La discrecionalidad de la fortuna en dos líneas y un suspiro.


Lo que uno es no todo el mundo lo puede apreciar a simple vista. La habilidad para la venta del producto, que es uno mismo del envoltorio a la materia prima, ayuda a su penetración en las esferas de los muy variados negocios y comercios.
    A lo largo de la propia existencia, que siempre viaja en paralelo a la de la sociedad donde se reside y ejerce aquella actividad que proporciona lucro y un nombre escrito con mayúscula inicial, satisfacción o el indispensable sustento que permite continuar entre los vivos con cierta independencia, de esa existencia que es de uno porque no es posible delegarlo todo, el aprecio de sí mismo y la autoestima nada desdeñosa hacia el prójimo ayudan a digerir los contratiempos, lo que es muy sano para la mente y el cuerpo, al tiempo que validan las acciones del autor incrementando hacia él y ellas el favor del prójimo a distancia de relación.

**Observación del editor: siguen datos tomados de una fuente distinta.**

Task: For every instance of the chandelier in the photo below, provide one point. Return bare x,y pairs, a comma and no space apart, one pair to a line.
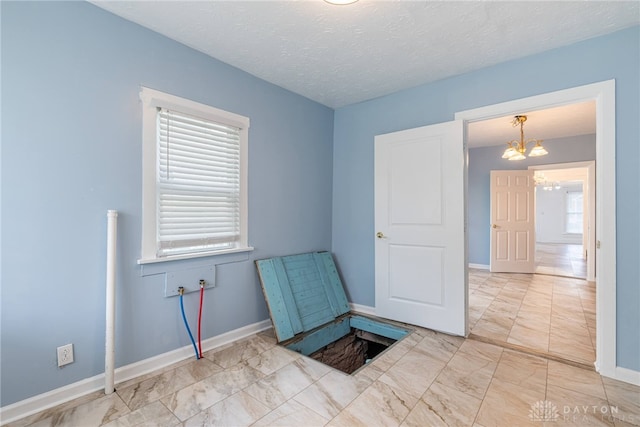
516,149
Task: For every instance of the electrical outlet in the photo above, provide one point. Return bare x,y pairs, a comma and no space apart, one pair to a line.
65,355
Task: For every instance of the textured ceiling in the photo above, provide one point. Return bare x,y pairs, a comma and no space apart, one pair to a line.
558,122
340,55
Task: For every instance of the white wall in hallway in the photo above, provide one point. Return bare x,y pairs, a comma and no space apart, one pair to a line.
550,216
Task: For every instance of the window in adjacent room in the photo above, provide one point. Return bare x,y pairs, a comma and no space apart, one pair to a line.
573,212
194,179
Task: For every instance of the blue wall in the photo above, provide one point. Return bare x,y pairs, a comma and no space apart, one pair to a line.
482,160
71,150
615,56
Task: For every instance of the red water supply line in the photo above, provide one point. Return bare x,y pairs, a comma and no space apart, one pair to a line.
202,283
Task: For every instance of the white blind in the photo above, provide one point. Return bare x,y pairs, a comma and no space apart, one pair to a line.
198,184
573,223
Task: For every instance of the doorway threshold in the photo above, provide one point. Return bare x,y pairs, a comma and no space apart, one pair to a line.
533,352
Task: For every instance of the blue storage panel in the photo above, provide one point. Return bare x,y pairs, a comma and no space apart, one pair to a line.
302,292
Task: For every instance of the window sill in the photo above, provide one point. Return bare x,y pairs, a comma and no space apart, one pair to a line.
144,261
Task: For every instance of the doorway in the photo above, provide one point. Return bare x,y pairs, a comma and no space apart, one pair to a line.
603,94
561,249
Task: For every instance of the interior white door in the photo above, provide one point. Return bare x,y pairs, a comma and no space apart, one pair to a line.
513,241
420,248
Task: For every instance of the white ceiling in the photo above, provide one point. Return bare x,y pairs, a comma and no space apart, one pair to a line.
340,55
558,122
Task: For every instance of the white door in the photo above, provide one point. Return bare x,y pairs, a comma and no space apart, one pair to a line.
513,241
420,248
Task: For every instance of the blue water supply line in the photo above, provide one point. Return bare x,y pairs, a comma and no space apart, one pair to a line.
186,324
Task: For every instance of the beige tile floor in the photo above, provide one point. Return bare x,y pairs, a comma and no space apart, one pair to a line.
560,260
548,314
426,379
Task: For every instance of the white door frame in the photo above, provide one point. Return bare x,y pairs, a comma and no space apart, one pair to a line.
603,93
590,247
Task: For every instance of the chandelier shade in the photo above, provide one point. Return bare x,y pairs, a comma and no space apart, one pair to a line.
516,149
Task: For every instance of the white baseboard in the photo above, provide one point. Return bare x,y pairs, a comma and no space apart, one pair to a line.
364,309
627,375
479,266
52,398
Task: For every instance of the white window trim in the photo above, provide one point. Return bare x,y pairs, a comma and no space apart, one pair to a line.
151,101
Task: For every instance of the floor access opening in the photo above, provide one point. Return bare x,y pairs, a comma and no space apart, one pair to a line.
311,315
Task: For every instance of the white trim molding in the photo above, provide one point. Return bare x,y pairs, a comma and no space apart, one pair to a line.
603,93
363,309
50,399
479,266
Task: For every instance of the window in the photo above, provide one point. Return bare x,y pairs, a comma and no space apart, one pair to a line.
573,212
194,179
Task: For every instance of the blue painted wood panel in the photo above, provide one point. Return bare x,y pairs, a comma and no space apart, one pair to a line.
302,291
321,337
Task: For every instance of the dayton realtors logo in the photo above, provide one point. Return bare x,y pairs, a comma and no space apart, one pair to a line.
544,411
547,411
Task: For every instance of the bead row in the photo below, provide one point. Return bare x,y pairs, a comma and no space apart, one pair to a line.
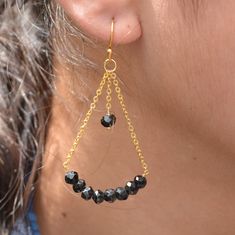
109,195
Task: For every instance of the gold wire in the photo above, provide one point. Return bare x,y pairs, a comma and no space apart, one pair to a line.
109,74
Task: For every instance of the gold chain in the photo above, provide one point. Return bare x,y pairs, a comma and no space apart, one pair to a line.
110,68
108,97
131,129
107,77
85,122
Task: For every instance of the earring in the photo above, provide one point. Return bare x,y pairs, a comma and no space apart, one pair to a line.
108,120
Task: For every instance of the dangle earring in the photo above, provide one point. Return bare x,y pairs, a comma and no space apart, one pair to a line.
108,120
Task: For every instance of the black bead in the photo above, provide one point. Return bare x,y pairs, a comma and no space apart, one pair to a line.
140,181
121,193
71,177
109,195
87,193
131,187
98,196
108,120
79,186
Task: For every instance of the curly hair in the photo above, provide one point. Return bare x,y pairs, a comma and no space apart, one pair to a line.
25,91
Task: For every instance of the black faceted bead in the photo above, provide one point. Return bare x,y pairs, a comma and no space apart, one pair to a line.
140,181
108,120
131,187
98,196
121,193
87,193
109,195
79,186
71,177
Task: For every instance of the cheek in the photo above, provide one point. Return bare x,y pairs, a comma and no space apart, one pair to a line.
194,67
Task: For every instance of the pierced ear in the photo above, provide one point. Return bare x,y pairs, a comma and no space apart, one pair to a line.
94,17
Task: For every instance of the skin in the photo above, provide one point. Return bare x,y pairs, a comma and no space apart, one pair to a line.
179,86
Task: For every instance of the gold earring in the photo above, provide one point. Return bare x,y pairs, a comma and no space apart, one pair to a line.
108,120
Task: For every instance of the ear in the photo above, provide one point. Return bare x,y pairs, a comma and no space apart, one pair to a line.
94,17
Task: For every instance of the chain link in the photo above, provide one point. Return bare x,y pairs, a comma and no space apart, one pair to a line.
131,129
108,76
108,97
85,121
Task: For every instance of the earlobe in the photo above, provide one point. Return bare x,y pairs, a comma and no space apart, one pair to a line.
94,18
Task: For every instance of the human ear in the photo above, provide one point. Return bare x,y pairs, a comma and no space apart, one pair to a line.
94,18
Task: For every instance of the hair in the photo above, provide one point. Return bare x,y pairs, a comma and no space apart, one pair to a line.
26,90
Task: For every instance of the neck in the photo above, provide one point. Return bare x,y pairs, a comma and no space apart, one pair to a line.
106,158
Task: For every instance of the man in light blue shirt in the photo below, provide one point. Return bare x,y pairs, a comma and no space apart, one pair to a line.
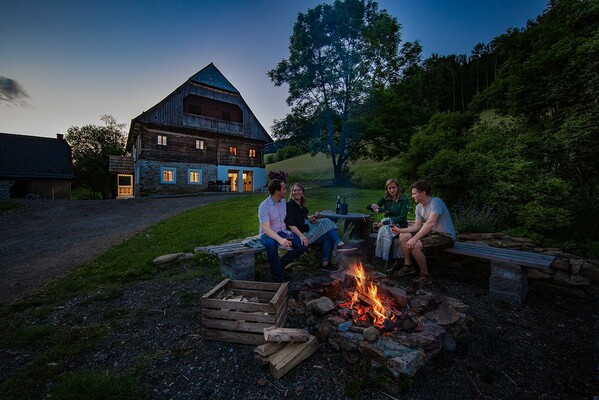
273,233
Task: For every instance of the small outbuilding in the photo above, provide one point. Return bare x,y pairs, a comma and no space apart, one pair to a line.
35,167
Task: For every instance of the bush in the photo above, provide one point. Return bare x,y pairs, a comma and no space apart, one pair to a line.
476,219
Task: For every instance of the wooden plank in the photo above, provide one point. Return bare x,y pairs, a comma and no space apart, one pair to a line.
274,334
218,287
234,337
266,286
238,326
239,316
290,356
269,348
237,306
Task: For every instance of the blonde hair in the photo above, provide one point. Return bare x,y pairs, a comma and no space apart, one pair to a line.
387,194
303,200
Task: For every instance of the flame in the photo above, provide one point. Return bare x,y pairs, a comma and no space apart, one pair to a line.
369,291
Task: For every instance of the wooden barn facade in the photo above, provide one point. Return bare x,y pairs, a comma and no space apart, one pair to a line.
202,137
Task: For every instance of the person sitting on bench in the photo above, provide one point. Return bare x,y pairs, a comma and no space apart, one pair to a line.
312,230
273,233
395,205
433,229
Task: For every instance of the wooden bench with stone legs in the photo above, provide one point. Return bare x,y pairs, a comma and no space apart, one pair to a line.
237,261
509,268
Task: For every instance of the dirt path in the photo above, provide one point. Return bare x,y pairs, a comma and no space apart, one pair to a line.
42,240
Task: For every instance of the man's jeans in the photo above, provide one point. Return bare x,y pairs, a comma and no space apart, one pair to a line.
272,253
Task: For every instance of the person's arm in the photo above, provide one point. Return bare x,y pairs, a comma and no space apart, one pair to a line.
268,231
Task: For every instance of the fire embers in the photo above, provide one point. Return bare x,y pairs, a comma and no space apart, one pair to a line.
368,307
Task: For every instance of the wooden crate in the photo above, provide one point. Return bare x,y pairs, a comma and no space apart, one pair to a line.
243,322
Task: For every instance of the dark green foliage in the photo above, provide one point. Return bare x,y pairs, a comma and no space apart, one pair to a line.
91,145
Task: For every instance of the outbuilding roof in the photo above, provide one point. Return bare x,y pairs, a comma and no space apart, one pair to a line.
33,157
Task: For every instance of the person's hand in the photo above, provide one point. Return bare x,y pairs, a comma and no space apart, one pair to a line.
411,243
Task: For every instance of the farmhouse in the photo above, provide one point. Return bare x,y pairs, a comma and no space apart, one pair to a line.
35,166
201,137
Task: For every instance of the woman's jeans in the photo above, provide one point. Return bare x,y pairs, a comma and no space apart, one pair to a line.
272,253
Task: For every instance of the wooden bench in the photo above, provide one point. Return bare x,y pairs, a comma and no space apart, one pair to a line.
237,261
509,268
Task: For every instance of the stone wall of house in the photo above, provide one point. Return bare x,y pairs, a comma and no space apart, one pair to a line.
569,274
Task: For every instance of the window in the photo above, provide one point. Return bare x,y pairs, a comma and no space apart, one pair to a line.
194,177
168,175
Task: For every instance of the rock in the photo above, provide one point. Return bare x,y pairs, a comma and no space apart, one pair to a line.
321,306
371,334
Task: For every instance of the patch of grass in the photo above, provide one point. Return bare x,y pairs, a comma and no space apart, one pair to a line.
97,386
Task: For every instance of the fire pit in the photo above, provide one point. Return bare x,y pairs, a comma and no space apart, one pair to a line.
365,314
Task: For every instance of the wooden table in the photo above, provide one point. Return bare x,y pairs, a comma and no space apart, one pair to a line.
362,223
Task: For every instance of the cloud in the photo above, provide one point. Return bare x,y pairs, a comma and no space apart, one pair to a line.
12,92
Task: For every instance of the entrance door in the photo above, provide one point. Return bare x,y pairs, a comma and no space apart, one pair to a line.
233,184
248,177
124,186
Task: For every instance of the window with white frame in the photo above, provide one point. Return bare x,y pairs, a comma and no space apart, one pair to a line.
194,177
168,175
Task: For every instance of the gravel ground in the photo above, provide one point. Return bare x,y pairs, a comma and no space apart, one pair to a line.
42,240
546,349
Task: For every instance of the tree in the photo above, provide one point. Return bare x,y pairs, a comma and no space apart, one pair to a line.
91,145
338,53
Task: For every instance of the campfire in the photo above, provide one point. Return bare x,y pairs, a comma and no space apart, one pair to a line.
365,314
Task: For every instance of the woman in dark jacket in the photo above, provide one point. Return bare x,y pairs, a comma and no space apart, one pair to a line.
312,229
395,205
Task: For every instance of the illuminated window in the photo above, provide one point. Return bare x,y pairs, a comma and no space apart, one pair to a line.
168,175
194,177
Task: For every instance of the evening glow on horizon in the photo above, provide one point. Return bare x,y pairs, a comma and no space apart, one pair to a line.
78,60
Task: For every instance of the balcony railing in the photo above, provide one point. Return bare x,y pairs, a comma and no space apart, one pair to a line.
212,124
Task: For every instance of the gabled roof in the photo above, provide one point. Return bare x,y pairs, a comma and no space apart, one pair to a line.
211,76
34,157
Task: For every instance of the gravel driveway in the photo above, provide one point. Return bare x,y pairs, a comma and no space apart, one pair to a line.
42,240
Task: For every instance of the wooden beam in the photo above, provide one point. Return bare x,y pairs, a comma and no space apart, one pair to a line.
291,355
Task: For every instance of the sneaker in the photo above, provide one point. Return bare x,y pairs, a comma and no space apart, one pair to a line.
390,265
329,267
346,247
406,270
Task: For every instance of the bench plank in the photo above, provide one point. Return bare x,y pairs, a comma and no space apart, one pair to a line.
523,258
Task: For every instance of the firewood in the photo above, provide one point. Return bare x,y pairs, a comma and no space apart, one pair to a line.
283,361
269,348
274,334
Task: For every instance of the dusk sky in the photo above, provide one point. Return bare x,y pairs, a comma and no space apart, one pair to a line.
80,59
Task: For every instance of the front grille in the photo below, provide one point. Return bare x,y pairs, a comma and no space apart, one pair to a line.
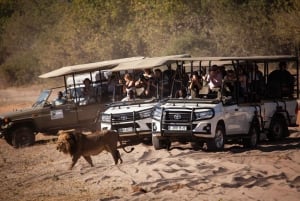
177,117
130,116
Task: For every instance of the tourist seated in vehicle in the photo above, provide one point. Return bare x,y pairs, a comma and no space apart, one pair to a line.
256,83
214,79
143,84
60,100
157,83
242,78
181,93
229,83
195,85
88,91
280,82
128,87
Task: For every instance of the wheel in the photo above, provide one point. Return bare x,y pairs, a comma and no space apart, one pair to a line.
253,136
217,143
8,139
160,144
278,129
196,145
22,137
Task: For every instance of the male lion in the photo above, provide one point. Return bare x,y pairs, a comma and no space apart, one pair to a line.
78,144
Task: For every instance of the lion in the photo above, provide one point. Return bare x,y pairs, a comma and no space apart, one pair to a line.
77,144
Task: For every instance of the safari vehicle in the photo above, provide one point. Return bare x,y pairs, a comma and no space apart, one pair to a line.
240,115
132,118
19,127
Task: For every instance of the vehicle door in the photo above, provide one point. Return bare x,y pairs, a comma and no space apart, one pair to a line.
232,118
57,117
87,114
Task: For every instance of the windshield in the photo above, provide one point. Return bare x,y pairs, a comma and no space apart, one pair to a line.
42,99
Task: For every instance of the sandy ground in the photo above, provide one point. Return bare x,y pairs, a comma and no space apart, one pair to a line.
39,172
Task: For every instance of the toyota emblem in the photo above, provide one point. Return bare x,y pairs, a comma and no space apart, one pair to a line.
123,118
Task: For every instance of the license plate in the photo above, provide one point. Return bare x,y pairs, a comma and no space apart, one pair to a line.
177,128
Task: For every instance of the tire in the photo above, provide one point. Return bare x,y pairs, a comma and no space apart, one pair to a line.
278,129
217,143
160,144
196,145
253,137
8,139
23,137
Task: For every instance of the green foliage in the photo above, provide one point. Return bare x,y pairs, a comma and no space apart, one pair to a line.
44,35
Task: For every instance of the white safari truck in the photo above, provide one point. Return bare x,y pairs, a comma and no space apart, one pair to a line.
132,118
254,98
48,115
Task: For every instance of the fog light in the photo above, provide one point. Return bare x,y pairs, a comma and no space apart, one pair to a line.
154,127
207,128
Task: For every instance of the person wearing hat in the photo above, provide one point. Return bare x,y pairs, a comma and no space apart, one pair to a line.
195,85
214,78
88,91
280,82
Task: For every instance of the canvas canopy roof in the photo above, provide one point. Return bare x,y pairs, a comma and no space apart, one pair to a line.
248,58
148,62
81,68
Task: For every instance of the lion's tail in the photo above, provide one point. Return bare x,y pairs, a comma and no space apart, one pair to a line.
122,145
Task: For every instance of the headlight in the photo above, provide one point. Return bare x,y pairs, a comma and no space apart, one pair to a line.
206,114
156,114
105,117
145,114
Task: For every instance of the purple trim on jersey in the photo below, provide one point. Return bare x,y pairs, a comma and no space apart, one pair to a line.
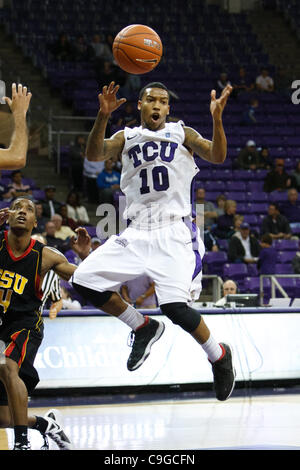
193,230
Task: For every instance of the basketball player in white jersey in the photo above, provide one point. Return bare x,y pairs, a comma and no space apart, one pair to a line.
162,240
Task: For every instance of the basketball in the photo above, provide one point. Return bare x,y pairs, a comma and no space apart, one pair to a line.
137,49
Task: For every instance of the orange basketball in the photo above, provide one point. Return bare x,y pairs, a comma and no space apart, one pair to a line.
137,49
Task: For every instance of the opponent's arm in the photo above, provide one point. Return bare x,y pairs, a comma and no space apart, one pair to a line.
215,150
99,148
14,157
53,259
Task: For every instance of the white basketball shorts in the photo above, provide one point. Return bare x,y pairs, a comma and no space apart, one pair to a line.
170,255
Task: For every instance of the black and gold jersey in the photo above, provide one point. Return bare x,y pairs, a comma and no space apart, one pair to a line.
20,293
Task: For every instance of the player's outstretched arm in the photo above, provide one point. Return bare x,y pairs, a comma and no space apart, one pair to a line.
215,150
53,259
15,156
99,148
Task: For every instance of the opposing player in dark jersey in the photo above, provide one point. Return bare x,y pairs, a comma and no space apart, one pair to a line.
23,264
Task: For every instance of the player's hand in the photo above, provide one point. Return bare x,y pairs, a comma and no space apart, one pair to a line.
82,243
108,99
19,102
217,105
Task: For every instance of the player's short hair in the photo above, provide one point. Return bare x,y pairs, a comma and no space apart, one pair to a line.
153,85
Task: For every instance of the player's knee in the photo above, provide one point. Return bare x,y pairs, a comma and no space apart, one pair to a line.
98,299
183,315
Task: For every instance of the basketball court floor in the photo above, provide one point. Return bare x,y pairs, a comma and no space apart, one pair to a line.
262,421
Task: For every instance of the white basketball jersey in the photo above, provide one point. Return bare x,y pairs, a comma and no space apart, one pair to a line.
157,175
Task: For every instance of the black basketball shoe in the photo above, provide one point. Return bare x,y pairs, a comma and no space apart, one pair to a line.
142,340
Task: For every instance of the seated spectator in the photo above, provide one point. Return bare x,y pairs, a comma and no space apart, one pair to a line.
108,182
52,240
82,51
66,220
229,288
76,158
249,116
210,242
265,161
266,263
225,223
243,83
296,263
296,176
222,82
41,220
275,224
16,187
277,179
291,208
209,210
50,205
248,158
62,48
76,210
221,199
243,247
91,170
139,292
264,82
61,231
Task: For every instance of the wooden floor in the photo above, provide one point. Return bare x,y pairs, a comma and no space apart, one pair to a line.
261,422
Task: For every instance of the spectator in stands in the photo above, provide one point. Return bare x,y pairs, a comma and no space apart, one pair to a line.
229,288
275,223
243,247
225,223
210,214
128,117
277,179
50,205
76,158
91,170
139,292
265,161
62,48
266,263
248,158
296,176
264,82
108,182
221,199
249,117
76,210
66,220
61,231
243,83
52,240
222,82
291,208
16,187
82,51
41,220
102,52
210,242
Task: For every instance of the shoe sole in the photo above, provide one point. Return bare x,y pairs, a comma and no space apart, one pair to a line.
58,419
158,334
234,374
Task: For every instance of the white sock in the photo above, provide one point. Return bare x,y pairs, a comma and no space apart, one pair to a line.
132,318
213,350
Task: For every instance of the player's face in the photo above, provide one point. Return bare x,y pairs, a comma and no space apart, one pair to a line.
154,108
23,215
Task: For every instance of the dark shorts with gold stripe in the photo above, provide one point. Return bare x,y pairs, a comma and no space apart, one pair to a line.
21,345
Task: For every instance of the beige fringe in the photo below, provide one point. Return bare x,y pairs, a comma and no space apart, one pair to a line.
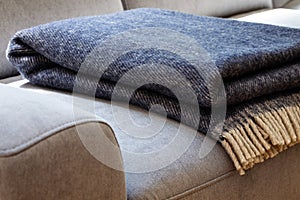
261,131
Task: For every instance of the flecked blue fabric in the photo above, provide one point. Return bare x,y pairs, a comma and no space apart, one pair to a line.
253,59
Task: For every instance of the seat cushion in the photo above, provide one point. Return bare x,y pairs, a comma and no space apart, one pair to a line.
188,176
43,150
202,7
294,4
279,17
19,14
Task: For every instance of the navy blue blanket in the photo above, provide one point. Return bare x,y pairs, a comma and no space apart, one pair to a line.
253,60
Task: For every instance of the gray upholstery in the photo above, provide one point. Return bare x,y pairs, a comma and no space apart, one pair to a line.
19,14
42,155
294,4
36,119
280,3
189,177
202,7
279,17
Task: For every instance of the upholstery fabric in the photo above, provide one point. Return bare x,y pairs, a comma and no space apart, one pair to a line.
19,14
201,7
259,66
39,118
280,3
295,4
213,177
60,167
277,179
279,17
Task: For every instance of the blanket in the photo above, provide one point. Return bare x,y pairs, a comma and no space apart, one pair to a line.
178,60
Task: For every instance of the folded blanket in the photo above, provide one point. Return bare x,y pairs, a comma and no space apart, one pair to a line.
251,60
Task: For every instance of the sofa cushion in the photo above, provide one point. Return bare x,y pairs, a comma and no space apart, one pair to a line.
294,4
280,3
189,176
19,14
202,7
279,17
43,152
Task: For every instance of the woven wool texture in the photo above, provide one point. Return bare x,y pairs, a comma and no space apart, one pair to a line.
254,60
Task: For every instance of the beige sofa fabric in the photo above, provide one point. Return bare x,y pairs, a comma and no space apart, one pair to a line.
294,4
60,167
212,178
279,17
280,3
202,7
19,14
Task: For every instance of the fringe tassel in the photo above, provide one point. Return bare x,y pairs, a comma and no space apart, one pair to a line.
261,131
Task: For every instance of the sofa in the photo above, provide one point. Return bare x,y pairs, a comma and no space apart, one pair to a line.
48,153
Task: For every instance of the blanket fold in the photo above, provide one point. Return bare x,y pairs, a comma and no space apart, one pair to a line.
259,67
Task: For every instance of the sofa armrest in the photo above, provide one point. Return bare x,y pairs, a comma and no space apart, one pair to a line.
43,155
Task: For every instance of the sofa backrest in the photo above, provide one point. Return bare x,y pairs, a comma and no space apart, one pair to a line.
19,14
220,8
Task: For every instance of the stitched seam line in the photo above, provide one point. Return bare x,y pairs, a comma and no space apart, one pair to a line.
203,186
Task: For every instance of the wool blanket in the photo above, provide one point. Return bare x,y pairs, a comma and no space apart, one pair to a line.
251,69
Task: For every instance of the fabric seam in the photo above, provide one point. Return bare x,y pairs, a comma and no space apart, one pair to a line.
202,186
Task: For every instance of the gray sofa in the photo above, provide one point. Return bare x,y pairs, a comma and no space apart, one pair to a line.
47,153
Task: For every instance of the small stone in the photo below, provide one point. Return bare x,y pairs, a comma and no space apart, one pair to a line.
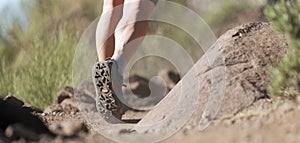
71,128
13,100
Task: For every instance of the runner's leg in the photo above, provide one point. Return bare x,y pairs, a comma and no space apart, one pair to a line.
105,39
130,30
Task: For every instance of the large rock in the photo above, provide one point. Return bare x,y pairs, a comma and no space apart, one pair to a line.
244,55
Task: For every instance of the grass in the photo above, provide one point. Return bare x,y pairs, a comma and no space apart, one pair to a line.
286,77
37,62
43,74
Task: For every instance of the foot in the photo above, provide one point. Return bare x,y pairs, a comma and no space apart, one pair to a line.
108,84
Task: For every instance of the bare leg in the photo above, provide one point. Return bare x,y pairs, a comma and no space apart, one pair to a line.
105,39
131,30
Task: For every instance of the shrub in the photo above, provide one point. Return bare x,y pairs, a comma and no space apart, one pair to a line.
284,14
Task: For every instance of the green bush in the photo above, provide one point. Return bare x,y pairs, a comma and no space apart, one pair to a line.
285,15
36,61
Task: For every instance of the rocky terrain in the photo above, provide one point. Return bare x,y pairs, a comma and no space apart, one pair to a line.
242,111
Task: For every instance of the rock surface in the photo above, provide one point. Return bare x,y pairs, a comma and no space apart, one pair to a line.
236,67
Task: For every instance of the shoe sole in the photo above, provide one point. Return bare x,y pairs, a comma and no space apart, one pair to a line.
106,101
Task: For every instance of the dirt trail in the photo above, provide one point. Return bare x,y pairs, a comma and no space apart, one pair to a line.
246,114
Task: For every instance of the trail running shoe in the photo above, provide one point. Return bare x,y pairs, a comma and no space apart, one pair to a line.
108,84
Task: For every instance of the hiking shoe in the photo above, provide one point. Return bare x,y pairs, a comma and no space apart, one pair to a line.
108,84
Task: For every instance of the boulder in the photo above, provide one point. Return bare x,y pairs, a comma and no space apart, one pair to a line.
231,76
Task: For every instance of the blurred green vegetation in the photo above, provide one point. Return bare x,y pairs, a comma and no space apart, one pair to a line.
285,16
36,61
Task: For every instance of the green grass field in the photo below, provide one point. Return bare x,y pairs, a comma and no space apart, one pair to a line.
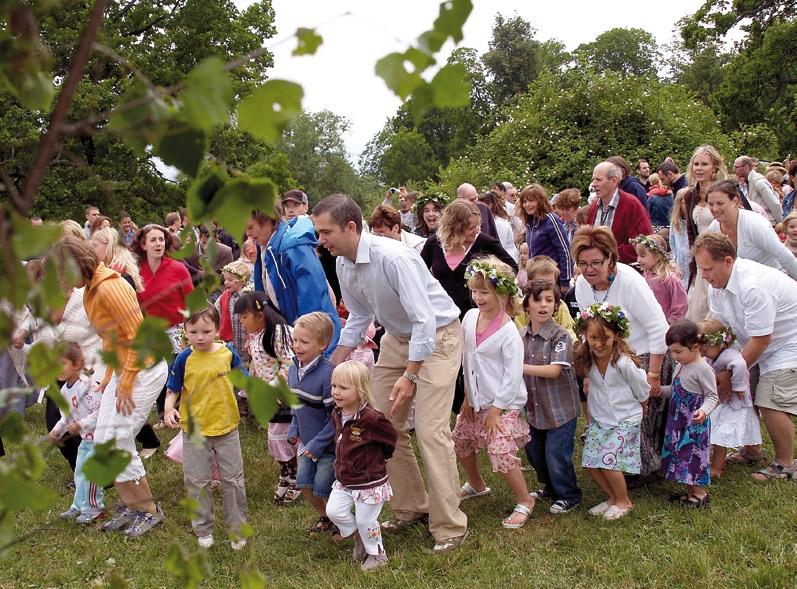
746,539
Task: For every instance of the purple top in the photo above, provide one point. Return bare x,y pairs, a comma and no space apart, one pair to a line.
671,295
731,359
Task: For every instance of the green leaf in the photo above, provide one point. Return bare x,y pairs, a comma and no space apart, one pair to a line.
17,494
234,202
451,86
12,428
309,41
106,463
151,342
140,118
183,147
269,109
208,96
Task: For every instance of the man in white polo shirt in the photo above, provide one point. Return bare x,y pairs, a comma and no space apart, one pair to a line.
419,358
759,304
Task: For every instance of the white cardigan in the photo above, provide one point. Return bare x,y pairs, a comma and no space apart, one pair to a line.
631,291
493,371
757,241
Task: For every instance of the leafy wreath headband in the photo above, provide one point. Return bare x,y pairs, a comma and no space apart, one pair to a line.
611,314
721,337
651,244
441,200
503,282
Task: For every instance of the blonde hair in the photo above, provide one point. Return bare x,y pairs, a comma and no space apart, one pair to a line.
664,267
454,221
514,304
319,324
720,169
356,373
117,256
72,228
676,217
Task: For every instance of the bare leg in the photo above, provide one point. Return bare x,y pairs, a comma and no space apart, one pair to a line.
471,468
616,481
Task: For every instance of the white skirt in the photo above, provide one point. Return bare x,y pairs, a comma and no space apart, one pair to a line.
733,428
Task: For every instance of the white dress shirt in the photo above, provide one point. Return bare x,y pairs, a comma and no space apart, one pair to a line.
616,396
389,281
630,290
759,300
757,241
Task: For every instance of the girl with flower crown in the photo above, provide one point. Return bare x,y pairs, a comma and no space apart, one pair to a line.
734,423
663,277
618,388
494,389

    No siempre se consigue tal aspiración, por supuesto, aunque haya empeño y suficientes argumentos, la mayoría de peso, para que el pretendido reconocimiento tenga lugar. Al hilo del sabio refranero, afortunado el que goza de salud, cae en gracia y tiene padrino; quien disponga de estas tres dádivas que dé gracias a los hados.
    Hasta aquí lo aceptable, piensa Felio. A su lado, mirando el cielo vespertino, Elena fuma su penúltimo cigarrillo. Lleva tres años fumando el cigarrillo que precede al último, a la despedida.
    —No puedo con tanto miserable -lamenta-; y es que no cejan. Dale que te pego con la monserga. Es de lo que hablamos, ¿no?
    Como Felio suele distraerse con los varios paisajes que contempla, no está de más recordar el hilo conductor.
    —Sí, de eso hablamos.
    Le importa un comino que Elena fume. Tampoco le importa que fume Luis el risueño o Marisa, Rita la vacilante o Gabriel. Al aire libre y sin soplidos intencionados el humo y el olor molestan menos.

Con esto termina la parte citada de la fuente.